London: British street artist Banksy has stunned the art world with arguably his most audacious prank yet, self-destructing one of his best-known works moments after it fetched more than a million pounds at auction in London. “Girl with Balloon" had just sold at Sotheby’s Friday for $1.4 million—a joint record for the maverick artist—when it unexpectedly passed through a shredder hidden in the frame.
Banksy posted a video Saturday on his Instagram page accompanied by a quote attributed to Pablo Picasso—“the urge to destroy is also a creative urge"—showing the stunt unfolding and how he pulled it off. “A few years ago I secretly built a shredder into a painting, in case it was ever put up for auction," read captions displayed over footage of a man crafting the device into a faux-gilt frame.
The video later shows scenes from Sotheby’s, where onlookers are left aghast as an alarm sounds and most of the image drops down through the frame and is left shredded.
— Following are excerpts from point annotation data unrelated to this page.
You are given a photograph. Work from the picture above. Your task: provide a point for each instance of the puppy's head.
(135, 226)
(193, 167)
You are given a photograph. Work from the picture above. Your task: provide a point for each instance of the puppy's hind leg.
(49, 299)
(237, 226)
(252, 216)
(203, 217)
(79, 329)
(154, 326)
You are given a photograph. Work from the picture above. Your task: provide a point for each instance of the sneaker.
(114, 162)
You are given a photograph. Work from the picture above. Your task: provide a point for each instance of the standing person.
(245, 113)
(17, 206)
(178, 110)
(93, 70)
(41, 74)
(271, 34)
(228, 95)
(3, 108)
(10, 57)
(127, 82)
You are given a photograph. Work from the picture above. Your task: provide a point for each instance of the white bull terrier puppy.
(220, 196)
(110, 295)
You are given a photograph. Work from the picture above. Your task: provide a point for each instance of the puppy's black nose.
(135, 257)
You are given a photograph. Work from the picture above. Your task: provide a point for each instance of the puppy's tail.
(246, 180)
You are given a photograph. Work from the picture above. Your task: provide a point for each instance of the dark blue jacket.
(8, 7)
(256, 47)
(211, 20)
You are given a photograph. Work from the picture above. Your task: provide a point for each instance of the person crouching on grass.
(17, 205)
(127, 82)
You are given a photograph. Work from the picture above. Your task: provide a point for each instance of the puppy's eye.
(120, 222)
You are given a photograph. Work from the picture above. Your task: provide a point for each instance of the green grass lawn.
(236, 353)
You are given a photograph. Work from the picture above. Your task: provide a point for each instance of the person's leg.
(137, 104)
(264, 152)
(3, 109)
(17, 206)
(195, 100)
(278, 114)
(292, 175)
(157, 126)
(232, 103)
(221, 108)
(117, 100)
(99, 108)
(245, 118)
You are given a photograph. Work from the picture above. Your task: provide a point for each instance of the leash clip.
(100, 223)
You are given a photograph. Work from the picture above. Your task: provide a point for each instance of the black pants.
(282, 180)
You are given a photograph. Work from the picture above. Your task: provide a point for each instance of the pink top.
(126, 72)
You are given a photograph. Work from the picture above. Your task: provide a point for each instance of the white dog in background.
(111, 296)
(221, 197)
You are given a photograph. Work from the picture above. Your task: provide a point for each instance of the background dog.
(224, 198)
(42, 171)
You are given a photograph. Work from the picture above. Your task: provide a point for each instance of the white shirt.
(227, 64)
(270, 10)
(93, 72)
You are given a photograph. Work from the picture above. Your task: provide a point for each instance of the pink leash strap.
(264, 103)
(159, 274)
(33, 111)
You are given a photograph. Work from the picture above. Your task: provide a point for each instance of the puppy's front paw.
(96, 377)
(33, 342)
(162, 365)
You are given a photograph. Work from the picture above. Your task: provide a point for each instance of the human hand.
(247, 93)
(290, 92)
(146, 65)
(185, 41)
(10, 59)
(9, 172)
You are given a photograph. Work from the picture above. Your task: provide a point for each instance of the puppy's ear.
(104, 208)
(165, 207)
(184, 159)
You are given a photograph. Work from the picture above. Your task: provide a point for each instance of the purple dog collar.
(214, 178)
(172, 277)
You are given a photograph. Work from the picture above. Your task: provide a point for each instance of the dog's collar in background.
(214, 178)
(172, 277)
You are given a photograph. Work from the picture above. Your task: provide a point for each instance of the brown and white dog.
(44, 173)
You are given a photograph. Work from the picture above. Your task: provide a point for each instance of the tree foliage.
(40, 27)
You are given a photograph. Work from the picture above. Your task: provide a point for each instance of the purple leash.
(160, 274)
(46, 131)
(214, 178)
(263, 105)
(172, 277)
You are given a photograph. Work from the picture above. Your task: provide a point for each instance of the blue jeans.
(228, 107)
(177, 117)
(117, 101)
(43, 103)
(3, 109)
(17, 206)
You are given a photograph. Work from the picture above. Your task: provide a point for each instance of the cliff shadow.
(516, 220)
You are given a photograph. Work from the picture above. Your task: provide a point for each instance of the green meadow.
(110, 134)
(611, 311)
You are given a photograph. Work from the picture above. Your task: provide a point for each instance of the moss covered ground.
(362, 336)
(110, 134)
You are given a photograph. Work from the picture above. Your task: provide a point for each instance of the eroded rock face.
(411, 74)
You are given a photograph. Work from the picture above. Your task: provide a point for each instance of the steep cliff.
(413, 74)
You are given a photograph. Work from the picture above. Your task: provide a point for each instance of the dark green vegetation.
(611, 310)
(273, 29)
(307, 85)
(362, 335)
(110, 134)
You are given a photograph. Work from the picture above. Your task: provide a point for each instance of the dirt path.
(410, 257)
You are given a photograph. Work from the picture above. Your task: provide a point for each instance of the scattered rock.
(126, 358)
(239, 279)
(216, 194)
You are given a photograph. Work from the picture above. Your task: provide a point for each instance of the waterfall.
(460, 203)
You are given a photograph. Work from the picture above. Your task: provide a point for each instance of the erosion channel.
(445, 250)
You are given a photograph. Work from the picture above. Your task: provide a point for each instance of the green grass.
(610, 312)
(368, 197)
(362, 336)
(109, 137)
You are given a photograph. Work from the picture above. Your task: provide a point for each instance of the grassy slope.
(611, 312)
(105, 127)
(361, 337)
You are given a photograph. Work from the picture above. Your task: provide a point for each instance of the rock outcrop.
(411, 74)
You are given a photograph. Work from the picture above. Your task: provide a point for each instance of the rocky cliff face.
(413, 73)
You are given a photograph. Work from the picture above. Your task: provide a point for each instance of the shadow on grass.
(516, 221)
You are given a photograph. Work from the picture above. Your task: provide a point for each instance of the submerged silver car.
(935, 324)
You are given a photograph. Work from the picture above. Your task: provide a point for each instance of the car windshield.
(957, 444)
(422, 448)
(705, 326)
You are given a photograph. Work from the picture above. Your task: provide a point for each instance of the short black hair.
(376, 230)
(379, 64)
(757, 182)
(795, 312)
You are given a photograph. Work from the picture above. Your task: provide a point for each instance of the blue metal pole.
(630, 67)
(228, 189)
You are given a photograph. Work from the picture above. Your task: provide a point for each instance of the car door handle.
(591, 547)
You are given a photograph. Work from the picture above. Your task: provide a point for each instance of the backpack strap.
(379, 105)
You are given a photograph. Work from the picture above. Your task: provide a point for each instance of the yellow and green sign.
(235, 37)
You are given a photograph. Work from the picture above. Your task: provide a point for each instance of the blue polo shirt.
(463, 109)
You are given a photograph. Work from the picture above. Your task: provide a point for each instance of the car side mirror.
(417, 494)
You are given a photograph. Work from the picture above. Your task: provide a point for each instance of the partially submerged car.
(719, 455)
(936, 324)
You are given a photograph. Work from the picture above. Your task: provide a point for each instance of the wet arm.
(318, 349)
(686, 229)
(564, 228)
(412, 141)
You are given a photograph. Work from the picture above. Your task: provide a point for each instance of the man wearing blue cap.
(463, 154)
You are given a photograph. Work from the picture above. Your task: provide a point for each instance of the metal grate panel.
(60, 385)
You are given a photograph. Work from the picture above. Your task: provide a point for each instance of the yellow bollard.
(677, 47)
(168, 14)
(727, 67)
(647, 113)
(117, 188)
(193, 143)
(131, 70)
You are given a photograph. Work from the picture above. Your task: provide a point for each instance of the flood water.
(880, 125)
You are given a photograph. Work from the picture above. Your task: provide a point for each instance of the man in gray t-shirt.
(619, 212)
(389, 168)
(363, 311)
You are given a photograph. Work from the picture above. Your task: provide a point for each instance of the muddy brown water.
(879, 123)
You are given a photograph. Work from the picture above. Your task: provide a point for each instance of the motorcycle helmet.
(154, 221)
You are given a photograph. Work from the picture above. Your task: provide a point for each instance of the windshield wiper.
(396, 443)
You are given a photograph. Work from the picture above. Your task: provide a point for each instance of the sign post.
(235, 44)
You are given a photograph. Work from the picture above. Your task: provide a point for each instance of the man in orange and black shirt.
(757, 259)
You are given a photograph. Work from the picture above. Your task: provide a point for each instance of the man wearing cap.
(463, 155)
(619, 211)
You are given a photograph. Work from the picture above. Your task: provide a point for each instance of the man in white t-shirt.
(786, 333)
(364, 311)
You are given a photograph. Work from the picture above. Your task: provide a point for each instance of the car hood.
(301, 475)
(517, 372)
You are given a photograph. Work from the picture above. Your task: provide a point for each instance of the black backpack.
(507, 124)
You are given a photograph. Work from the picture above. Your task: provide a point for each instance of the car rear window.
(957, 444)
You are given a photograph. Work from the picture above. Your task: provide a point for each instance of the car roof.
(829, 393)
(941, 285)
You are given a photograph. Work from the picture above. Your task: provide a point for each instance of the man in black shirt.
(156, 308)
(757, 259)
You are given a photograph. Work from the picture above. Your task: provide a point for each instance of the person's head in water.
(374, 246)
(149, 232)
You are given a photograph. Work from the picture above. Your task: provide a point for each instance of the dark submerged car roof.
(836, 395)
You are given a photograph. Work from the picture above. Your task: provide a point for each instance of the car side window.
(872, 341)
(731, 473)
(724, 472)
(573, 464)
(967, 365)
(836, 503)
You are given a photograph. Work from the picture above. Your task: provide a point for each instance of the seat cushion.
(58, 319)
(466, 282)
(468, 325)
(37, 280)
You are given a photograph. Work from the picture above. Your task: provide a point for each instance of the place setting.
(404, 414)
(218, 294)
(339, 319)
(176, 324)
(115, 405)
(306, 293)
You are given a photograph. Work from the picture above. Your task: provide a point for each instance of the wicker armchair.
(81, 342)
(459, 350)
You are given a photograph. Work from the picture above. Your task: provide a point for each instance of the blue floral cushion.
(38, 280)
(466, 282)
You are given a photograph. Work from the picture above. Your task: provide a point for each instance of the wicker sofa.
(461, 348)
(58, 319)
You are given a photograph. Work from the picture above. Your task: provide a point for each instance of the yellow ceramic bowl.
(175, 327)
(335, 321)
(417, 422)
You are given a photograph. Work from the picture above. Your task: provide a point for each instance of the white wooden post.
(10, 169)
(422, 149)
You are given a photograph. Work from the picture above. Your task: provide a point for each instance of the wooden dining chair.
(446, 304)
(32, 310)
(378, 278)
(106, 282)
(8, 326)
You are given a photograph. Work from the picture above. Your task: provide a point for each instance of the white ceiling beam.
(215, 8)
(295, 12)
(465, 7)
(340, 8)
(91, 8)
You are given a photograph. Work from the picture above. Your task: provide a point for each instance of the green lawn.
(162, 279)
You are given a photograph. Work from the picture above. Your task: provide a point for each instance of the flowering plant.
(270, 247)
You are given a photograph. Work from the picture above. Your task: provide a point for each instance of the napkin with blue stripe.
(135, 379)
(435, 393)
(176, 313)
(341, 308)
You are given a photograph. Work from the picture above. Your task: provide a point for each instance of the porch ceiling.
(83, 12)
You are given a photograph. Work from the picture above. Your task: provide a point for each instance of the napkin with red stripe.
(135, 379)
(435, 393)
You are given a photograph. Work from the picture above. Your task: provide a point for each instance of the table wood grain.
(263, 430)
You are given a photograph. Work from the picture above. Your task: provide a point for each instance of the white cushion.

“It appears we just got Banksy-ed," said Alex Branczik, Sotheby’s head of contemporary art for Europe, in a press release. “The unexpected incident became instant art world folklore and certainly marks the first time in auction history that a work of art automatically shredded itself after coming under the hammer," the auctioneers added in the statement.
Earlier Saturday, Banksy had posted a photo of the shredded work with a caption, imitating an auctioneer, that read: “going, going, gone".
The post, and reports of a man dressed in black sunglasses and a hat scuffling with security guards near the entrance to Sotheby’s shortly after the incident, led to speculation the artist was present to trigger it.
Sotheby’s, which could not be reached for further comment on Saturday, did not disclose if it had prior knowledge of the stunt.
Branczik said he was “not in on the ruse", according to The Art Newspaper. “We are busy figuring out what this means in an auction context," he reportedly added. “The shredding is now part of the integral art work."
Sotheby’s did not release details on the buyer, but reports said the winning bid was made by telephone.
“We have talked with the successful purchaser who was surprised by the story," the auctioneers said in a statement to The Financial Times. “We are in discussion about next steps."
Banksy, a mysterious artist from Bristol, southwest England, has never confirmed his real identity.
He rose to fame painting clandestine street murals, typically simple graffiti stencils with a sharp political point, all over the world.
The artist has also produced a treasure trove of other kinds of images, and his head-turning work have repeatedly sold for hundreds of thousands of pounds, including to a raft of famous people.
His “Happy Choppers" from 2006 fetched $735,000 also on Friday at a New York auction of personal effects owned by the late actor Robin Williams and his wife.
The price paid in London Friday evening for “Girl with Balloon" matched the artist’s previous record at a 2008 auction for another work, Sotheby’s said.
The spray paint and acrylic work on canvas and mounted on board -- which was created in 2006 after first appearing as a mural in East London—depicted a girl reaching out toward a bright red, heart-shaped balloon.
It was instantly recognisable as a Banksy to anyone familiar with his work.
Mehdi Ben Cheikh, a Parisian street art specialist, said the stunt was “in the same vein as his performance in New York, which questions and criticises the limits of the art market."
Banksy in 2013 set up a stand near the city’s Central Park and sold 20 signed canvases of his own work for $60 each.